Her art and design works have been exhibited at Ars Electronica in Austria, New York University Arts Centre in United Arab Emirates, Gregg Museum for Art and Design in USA, Imagine Science Film Festival NYC in USA, STATE Studio in Germany, EMMA Museum of Modern Art in Finland and Tekniska Museet in Sweden to mention a few.


© Bioart Society

Bioart Society is a Helsinki-based association developing, producing and facilitating activities around art and natural sciences with an emphasis on biology, ecology and life sciences. It runs SOLU Space, an artistic laboratory and platform for art, science and society in in Helsinki, and – together with the Kilpisjärvi Biological Station of the University of Helsinki – Ars Bioarctica, a residency and art & science program with focus on the sub-arctic environment. Bioart Society was established in May 2008 and it currently has 130 members from Finland and other countries.

The Bioart Society sees itself as a catalyst and incubator for the development of transdisciplinary art practices. It encourages work on the intersection of art, science and society to leave its comfort zones, to push the boundaries and cross borders to become what we can’t possibly know.
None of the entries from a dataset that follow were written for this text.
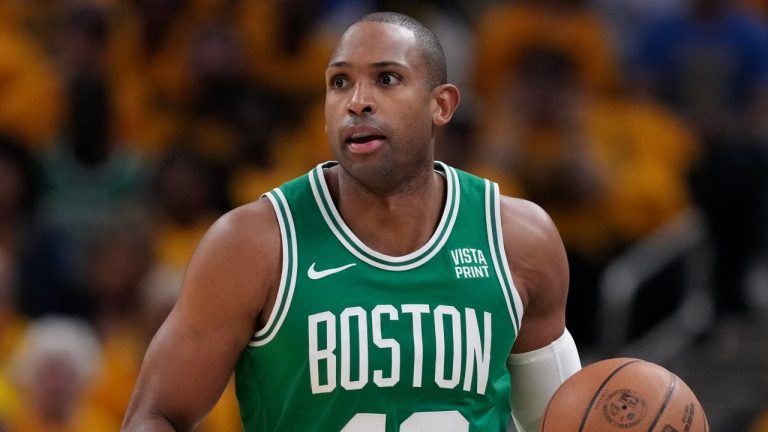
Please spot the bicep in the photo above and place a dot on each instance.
(539, 269)
(191, 357)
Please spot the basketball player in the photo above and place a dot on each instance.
(381, 292)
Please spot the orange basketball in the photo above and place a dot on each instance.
(624, 395)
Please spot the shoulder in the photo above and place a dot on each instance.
(527, 228)
(539, 267)
(240, 255)
(252, 226)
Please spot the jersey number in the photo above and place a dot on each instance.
(428, 421)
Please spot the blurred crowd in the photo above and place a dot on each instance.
(128, 126)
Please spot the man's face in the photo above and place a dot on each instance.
(379, 106)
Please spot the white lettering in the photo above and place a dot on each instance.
(385, 343)
(416, 310)
(316, 355)
(362, 334)
(440, 312)
(475, 350)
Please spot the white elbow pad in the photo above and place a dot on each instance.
(536, 375)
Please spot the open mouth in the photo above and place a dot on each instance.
(363, 138)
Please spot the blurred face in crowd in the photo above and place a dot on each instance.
(55, 387)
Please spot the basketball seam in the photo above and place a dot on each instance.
(670, 391)
(599, 389)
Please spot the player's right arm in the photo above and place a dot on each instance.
(227, 294)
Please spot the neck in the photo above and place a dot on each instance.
(395, 223)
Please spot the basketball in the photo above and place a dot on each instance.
(624, 394)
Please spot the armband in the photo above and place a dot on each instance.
(536, 375)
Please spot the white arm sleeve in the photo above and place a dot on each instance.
(535, 377)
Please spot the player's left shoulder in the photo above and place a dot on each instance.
(524, 220)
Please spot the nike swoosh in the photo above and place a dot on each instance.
(319, 274)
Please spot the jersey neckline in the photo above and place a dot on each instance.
(354, 245)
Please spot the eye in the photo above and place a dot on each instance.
(389, 78)
(338, 81)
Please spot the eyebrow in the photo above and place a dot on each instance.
(376, 65)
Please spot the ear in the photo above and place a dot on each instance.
(446, 99)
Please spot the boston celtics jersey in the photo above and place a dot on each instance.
(360, 341)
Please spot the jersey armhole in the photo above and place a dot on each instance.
(288, 270)
(499, 255)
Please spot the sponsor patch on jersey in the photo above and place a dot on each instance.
(469, 263)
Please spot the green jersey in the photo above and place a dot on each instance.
(360, 341)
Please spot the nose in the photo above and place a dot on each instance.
(362, 100)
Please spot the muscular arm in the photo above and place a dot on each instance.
(539, 269)
(226, 293)
(544, 354)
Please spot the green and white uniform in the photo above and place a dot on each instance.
(359, 341)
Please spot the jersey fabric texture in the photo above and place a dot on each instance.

Bioart Society seeks the frontiers of art and extends the practices of artists engaging with scientific processes, facilities and technologies in order to participate in, reveal and illuminate the social, political and cultural context that brought them into being.
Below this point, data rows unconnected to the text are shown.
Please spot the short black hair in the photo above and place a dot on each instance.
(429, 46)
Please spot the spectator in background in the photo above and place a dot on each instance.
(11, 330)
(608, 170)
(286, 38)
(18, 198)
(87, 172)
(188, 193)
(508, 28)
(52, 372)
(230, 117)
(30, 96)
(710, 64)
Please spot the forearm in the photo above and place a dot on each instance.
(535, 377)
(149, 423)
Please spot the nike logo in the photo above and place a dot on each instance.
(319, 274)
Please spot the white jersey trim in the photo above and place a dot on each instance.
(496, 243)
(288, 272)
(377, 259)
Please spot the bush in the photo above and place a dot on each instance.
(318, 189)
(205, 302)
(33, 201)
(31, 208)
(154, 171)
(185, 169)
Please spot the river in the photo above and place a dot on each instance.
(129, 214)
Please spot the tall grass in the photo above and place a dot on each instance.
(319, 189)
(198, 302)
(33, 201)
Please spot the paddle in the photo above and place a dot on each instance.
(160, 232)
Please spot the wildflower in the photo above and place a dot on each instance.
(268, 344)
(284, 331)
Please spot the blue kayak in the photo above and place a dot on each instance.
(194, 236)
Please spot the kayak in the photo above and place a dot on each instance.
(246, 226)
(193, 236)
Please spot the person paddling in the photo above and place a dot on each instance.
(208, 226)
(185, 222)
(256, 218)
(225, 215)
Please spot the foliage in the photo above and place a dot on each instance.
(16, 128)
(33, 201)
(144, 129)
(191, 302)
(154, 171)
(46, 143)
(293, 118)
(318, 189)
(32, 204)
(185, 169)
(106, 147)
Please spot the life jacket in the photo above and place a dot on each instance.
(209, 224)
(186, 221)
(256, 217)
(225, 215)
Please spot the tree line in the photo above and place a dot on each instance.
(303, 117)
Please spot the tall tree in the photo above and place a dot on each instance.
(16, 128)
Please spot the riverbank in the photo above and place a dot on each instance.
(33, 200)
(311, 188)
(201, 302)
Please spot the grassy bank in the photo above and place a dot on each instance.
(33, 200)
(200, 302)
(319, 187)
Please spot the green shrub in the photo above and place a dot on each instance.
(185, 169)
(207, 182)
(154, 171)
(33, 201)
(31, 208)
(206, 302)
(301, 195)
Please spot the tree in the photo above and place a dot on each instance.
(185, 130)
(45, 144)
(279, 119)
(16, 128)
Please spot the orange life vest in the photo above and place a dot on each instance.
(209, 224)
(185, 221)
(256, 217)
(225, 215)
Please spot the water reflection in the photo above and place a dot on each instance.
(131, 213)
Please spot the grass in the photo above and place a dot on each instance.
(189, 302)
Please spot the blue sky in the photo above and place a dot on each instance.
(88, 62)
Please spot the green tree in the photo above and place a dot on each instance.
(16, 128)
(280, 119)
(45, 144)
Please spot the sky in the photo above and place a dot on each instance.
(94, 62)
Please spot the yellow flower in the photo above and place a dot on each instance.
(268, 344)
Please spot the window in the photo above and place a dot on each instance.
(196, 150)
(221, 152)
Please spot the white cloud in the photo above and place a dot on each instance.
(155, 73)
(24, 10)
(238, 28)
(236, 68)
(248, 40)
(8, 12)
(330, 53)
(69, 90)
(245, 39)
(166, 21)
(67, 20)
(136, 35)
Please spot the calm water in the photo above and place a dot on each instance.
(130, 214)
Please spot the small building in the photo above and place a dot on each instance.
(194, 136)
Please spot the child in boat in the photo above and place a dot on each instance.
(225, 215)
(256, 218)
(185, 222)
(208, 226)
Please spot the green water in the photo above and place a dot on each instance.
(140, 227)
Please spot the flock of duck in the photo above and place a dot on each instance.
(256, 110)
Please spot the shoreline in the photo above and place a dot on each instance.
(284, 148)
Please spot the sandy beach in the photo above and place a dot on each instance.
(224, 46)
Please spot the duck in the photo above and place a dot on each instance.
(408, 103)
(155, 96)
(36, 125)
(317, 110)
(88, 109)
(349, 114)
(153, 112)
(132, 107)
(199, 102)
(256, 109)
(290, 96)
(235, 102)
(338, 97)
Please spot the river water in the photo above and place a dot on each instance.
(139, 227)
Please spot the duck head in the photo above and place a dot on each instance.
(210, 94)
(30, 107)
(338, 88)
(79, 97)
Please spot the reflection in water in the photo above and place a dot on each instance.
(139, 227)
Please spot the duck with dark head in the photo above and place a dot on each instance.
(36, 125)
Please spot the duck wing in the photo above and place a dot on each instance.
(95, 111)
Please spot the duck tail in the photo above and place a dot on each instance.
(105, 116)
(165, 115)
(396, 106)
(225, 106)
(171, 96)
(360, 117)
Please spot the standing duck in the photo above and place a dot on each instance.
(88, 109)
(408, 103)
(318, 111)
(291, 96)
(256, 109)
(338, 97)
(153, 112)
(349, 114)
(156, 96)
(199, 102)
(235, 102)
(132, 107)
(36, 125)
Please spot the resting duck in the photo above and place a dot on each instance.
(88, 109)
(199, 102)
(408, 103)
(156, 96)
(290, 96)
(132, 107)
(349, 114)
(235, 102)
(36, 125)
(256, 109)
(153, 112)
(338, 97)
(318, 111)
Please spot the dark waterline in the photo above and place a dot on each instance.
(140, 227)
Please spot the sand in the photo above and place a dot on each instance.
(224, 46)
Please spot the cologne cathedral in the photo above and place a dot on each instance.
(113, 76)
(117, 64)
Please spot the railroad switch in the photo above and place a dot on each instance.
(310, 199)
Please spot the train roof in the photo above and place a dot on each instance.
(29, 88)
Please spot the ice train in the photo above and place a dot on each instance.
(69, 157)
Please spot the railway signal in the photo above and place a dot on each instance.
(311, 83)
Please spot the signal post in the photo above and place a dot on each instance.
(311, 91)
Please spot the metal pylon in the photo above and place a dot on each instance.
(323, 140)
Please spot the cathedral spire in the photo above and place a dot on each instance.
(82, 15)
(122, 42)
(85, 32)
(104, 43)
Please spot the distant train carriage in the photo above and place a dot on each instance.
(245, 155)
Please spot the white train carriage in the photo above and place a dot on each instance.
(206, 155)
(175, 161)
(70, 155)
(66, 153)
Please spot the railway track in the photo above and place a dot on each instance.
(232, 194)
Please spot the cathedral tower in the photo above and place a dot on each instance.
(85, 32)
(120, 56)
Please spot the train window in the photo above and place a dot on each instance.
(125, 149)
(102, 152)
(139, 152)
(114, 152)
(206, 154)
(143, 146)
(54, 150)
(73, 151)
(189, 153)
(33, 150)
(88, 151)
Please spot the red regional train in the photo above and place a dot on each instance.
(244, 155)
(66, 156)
© Kilpisjärvi Biological Station

Since 2010 the Bioart Society is organizing the Ars Bioarctica Residency Program together with the Kilpisjärvi Biological Station of the University of Helsinki in the sub-Arctic Lapland in the traditional Sami lands. The residency has an emphasis on the Arctic environment and art and science collaboration. It is is open for professional artists, scientists and art&science research teams at all stages of their careers.

The residency will take place in the facilities of the Kilpisjärvi Biological Station. The Station provides the residents with a combined living and working environment, kitchen, bathroom, sauna and internet connection. The residents have access to scientific equipment, a basic fiel laboratory facilities, the library and seminar room as well as the usage of field equipment. A dedicated mentor in Kilpisjärvi familiarize the resident with the local environment and customs upon arrival.


Oula A. Valkeapää is living with reindeers in Sàmi reindeer herding tradition. Leena Valkeapää is an artist and researcher with PhD in Arts. She has exhibited as a visual artist since (1988) and has produced several public environmental artworks. Currently she also works as a mentor at the Ars Bioartica Residency program in Kilpisjärvi, Finland.

Since 2011 Oula A. and Leena Valkeapää work together producing internationally recognized art – and research driven projects. Thematics of their collaborative works include: natural phenomena, local reindeer herding practices and situated environmental questions.